8 March, 2016
The Trans-Pacific Partnership (TPP) has been characterized as “state-of-the-art” and expected to enhance the investment benefits for the investors of the contracting parties by eliminating the investment barriers. Given the high expectation to the advantages of TPP in comparison to other international treaties, Vietnam was said to be poised as TPP’s biggest winner when officially signing the TPP on 4 February 2016.
Among the others, the foreign investors draw the most attention to TPP Investment Chapter as it directly affects and influents the investment environment in Vietnam to them. Setting aside the actual benefits and advantages that the TPP Investment Chapter will bring to the foreign investors as it will be subject to the approval of the National Assembly to be officially effective and enforceable in Vietnam, it is worth to highlight briefly the provisions of TPP Investment Chapter. Below are the notable treatments provided in the TPP Investment Chapter.
The TPP Investment Chapter
It can be seen in the TPP Investment Chapter that it provides similar investment protection measures with most bilateral and multilateral international investment agreements, although the scope is narrower at some points.
- National treatment: the host state must not discriminate against the foreign investors in favor of domestic competitors in like circumstances. The protection is limited to the establishment, acquisition, expansion, management, conduct, operation, and sale or other disposition of investments in its territory.
- Most-Favored Nation (MFN): the host state must not treat foreign investors any less favourably than it treats competitors from another contracting state or any third-party state. As similar with national treatment, the protection is limited to certain circumstances.
- Fair and equitable treatment (FET): the host state must maintain fair and equitable treatment and full protection and security of investment environment.
- Prohibition of expropriation: it is well established in the TPP Investment Chapter that expropriation or nationalization shall not be allowed, except for a public purpose; in a non-discriminatory manner; on payment of prompt; and in accordance with due process of law.
- Free transfer of funds related to an investment: in principle, the transfer of funds related to capital contribution, profits from capital contribution, payment under a contract, payments arising out of a dispute, shall be allowed to make freely and without delay into and out of the territory of the host state.
- Prohibition on “performance requirements”: certain performances are prohibited during the establishment, acquisition, expansion, management, conduct, operation, or sale or other disposition of an investment of an investor, such as local content or technology localization requirements.

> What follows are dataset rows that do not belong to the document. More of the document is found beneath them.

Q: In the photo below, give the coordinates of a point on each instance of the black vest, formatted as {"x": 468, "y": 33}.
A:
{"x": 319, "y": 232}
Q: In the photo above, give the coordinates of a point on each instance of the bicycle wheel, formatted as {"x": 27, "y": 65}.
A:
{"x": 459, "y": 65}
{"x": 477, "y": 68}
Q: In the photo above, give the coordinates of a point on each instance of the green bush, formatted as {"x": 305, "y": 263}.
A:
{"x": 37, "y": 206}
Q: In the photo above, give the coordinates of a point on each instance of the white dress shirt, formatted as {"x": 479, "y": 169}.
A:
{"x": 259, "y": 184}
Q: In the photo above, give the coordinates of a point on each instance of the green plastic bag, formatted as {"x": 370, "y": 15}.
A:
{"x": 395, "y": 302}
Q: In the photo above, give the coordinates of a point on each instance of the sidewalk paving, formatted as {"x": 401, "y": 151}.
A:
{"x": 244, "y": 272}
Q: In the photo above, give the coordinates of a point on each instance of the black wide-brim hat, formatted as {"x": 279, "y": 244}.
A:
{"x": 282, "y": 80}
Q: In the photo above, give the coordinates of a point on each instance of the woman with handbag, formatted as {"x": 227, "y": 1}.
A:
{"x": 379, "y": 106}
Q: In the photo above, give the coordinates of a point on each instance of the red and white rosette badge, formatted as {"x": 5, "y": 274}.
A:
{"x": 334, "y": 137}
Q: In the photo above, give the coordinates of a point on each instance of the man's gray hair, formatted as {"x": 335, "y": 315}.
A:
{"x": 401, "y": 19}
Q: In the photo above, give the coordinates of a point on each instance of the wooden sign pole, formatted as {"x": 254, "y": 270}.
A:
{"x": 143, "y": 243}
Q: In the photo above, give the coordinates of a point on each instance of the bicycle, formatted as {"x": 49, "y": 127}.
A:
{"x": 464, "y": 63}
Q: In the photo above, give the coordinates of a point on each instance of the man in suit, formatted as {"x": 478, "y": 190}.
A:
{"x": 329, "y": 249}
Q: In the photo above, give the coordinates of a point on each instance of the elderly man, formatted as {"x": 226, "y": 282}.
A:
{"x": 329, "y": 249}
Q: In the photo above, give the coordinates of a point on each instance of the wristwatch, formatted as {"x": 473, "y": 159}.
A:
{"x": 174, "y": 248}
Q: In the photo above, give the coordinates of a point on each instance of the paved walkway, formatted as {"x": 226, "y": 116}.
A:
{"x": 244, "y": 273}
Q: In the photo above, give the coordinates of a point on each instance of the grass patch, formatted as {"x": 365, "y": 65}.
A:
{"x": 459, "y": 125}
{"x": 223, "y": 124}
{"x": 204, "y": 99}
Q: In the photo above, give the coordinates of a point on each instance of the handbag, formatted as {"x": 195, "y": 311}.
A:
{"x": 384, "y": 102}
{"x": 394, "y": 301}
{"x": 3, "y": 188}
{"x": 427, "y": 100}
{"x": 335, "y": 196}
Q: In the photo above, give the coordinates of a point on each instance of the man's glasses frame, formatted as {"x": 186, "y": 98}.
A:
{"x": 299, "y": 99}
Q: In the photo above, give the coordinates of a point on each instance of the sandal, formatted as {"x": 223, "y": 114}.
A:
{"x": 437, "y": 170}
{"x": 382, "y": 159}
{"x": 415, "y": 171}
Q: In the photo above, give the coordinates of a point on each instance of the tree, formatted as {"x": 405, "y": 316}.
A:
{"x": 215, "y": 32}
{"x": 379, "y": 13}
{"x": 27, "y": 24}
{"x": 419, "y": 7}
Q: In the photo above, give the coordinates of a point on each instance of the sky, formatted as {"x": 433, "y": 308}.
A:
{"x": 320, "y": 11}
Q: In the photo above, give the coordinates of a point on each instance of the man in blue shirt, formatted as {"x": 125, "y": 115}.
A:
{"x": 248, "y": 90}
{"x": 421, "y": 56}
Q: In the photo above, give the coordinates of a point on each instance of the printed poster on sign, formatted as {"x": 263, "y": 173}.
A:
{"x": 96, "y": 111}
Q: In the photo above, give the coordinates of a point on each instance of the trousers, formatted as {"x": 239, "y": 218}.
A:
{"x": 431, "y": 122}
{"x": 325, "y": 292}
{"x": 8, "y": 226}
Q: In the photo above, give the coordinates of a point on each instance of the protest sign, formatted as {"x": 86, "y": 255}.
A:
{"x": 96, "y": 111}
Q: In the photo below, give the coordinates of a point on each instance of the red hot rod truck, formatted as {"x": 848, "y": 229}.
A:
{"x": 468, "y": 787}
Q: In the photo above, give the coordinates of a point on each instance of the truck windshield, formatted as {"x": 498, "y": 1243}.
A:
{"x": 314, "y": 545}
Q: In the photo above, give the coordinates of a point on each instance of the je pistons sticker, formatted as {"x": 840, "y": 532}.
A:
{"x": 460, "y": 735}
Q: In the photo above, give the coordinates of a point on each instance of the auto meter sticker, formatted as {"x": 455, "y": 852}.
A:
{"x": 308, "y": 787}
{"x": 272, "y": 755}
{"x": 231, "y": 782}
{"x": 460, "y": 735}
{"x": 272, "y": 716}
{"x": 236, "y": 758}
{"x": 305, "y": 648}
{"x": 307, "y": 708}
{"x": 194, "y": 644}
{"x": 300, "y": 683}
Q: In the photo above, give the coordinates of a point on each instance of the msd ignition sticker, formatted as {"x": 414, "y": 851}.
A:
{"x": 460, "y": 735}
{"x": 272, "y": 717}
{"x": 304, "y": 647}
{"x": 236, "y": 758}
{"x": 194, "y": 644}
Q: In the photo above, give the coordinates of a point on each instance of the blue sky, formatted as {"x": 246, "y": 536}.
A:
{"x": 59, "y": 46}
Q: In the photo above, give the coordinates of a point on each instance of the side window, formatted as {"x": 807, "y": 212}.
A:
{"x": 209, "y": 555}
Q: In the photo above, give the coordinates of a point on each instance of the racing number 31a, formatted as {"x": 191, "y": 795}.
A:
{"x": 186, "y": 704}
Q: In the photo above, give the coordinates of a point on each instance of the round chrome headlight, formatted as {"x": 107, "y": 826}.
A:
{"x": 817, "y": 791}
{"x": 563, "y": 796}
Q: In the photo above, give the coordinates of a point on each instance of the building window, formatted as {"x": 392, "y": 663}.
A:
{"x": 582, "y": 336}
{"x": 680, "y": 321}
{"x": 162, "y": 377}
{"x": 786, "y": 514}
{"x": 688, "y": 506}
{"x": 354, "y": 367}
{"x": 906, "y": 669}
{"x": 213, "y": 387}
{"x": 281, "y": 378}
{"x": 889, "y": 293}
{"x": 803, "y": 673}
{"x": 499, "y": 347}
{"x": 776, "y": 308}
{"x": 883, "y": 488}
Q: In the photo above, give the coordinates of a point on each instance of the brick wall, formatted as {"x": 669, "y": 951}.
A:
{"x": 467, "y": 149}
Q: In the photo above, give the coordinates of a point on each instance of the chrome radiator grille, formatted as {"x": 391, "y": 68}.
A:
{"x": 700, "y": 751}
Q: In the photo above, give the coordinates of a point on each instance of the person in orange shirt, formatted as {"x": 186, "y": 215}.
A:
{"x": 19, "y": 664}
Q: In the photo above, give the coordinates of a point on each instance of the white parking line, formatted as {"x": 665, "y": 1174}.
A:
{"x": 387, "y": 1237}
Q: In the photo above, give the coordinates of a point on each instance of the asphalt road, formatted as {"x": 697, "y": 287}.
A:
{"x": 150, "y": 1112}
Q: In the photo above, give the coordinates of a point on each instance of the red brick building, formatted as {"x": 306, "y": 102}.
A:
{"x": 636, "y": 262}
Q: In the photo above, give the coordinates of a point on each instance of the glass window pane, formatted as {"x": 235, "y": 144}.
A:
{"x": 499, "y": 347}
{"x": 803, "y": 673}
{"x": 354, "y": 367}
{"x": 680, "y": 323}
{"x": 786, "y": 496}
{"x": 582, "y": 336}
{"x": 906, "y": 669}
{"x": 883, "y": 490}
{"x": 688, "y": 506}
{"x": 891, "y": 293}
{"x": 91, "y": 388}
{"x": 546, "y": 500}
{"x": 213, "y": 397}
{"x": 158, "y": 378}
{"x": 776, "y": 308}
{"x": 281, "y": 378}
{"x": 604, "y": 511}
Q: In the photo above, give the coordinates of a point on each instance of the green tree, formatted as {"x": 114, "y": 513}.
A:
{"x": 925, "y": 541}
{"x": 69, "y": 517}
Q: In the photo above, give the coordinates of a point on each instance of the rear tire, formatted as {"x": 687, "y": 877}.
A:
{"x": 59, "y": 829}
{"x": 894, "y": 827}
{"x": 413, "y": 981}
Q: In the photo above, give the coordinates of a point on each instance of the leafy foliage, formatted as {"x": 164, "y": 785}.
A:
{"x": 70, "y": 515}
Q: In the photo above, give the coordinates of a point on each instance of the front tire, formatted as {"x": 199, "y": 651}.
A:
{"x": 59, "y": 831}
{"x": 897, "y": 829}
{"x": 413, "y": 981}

Investor-State Dispute Settlement
The TPP Investment Chapter includes detailed Investor-State Dispute Settlement (ISDS) provisions. Under the ISDS provisions, the investors who are nationals of other contracting states shall have the right to bring claims against the host state through international arbitration, in case of investment dispute. The ISDS is said as the strong safeguards to the foreign investors because:
- The tribunal has the right to award “attorney’s fees” to the prevailing party in the case;
- The tribunal shall “conduct hearings open to the public” and to “make public all notices of arbitration, pleadings, submissions and awards”, as a sign of transparency procedure;
- There is room to allow the intervention of third parties (such as non-government organizations);
- The award shall only be limited to monetary damages and restitution of property in principle;
- The award can be reviewed either by domestic courts or international review panels”;
- The arbitral tribunal is allowed to consolidate different arbitration proceedings that involve claims arising under “the same events or circumstances”, with the purpose of avoiding the risks of parallel proceedings.
In a study of Peterson Institute in 2012, it was estimated that Vietnam’s income gains in 2025 with a comprehensive TPP would be over 13 percent higher, while its exports in 2025 would be over 37 percent greater, due to the advantages of TPP. Although the TPP may not become enforceable in Vietnam until 2018, but with the benefits from the TPP Investment Chapter, the expectations of a transparent and favorable investment environment will soon become true.